J'engloutis mon café d'une traite avant de poser bruyamment la tasse sur la table.
— Mais tu vas me manquer, gamin, poursuit-il. Au moins, vous serez enfin réunis tous les trois, cette année.
— Ouais, faut voir le côté positif de la chose.
Je serre le poing gauche et regarde les lettres tatouées sur chacune de mes phalanges. C-H-A-O-S. J'effectue la même opération avec ma main droite. M-O-R-T-S. Deux mots qui résument bien ce qu'est devenue ma vie depuis que j'ai neuf ans. Jamais je n'oublierai cette journée-là. Je soupire et secoue la tête pour chasser ces idées noires et me concentrer sur la journée présente qui ne fait que commencer.
Je me lève, enfile mon blouson noir et attrape mon sac de la même couleur posé sur le tabouret d'à côté pour le balancer par-dessus l'épaule. Aujourd'hui, c'est le premier jour de ma deuxième et dernière année de Noviciat. Après ça, j'espère bien que je n'aurai plus jamais à me frotter au Gouvernement. Plus je suis loin de tout ça, mieux je me porte.

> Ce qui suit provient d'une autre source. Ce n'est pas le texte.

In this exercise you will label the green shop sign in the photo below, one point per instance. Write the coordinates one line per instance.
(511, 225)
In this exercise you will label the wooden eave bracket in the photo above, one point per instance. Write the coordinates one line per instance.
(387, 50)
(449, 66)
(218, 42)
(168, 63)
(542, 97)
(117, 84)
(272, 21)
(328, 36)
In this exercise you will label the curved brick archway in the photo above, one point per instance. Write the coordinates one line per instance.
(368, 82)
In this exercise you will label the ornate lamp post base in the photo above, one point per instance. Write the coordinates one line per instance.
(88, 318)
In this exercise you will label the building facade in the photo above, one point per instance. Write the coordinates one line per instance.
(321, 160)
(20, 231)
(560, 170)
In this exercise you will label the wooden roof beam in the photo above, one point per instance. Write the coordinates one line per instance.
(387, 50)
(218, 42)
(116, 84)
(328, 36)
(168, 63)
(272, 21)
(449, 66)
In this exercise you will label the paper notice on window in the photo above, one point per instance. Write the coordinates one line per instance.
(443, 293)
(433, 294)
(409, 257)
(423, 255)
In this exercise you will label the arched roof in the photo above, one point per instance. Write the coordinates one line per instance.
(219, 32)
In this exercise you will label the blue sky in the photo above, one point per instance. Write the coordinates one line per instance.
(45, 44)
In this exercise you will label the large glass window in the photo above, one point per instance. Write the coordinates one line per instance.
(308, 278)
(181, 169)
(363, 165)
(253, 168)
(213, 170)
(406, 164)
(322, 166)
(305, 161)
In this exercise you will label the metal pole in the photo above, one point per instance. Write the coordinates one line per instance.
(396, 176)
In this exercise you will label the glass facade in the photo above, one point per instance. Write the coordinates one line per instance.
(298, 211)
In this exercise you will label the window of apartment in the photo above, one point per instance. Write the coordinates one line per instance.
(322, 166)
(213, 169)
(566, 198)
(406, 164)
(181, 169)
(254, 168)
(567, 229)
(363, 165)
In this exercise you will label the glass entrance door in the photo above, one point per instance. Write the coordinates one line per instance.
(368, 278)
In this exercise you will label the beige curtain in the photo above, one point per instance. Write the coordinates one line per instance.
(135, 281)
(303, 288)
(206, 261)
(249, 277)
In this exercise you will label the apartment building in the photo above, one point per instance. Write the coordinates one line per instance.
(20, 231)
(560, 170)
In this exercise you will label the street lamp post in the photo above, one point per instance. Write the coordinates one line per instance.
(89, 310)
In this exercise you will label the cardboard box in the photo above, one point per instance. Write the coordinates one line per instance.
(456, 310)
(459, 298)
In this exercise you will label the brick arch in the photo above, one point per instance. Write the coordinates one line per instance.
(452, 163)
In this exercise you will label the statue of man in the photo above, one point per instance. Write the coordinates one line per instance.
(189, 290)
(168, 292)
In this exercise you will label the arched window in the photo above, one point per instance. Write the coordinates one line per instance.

Vu le nombre d'inscrits, il y avait une faible probabilité que mon nom soit appelé l'année dernière et je n'ai pas eu de chance. Si j'ai ruminé ma rage pendant de longues semaines, elle s'est légèrement atténuée lorsque j'ai retrouvé Nathanéon à la tête de l'escouade que j'ai intégrée. Sans lui, je crois bien que je n'aurais pas supporté l'année qui vient de s'écouler. Jouer les bons petits soldats aux ordres de ce gouvernement véreux, très peu pour moi.
Rode a été appelé cette année aussi. La poisse. Ce tirage au sort, c'est vraiment de la merde. Parce que tandis que Nathanéon et moi nous finirons notre Noviciat dans treize mois, lui devra se taper encore une année tout seul à servir ces guignols. Il nous tarde d'être débarrassés de cette obligation et de passer à autre chose. Encore que... pour Nathanéon les choses seront loin d'être terminées. Il faut dire que ses perspectives d'avenir ont été drastiquement réduites il y a trois ans. Les frères Chélio ont de la chance de profiter d'un programme de protection gouvernementale, sinon, avec Rode, on serait déjà allés régler nos comptes avec eux.
— Il faut que j'y aille, Navy. Le devoir m'appelle, ironisé-je.
— Mouais, n'oublie pas que tu roules pour moi...
L'homme m'adresse un clin d'œil et je viens cogner mon poing fermé contre le sien pour le saluer.
— On se revoit à ma prochaine perm.
— J'y compte bien. Sinon je viendrai te chercher par la peau du cul.
Alors que j'allais franchir le seuil du Kora, je lève mon majeur dans sa direction sans même me retourner. Je l'entends ricaner dans mon dos, ce qui m'arrache un léger rictus. Navy est un sacré numéro.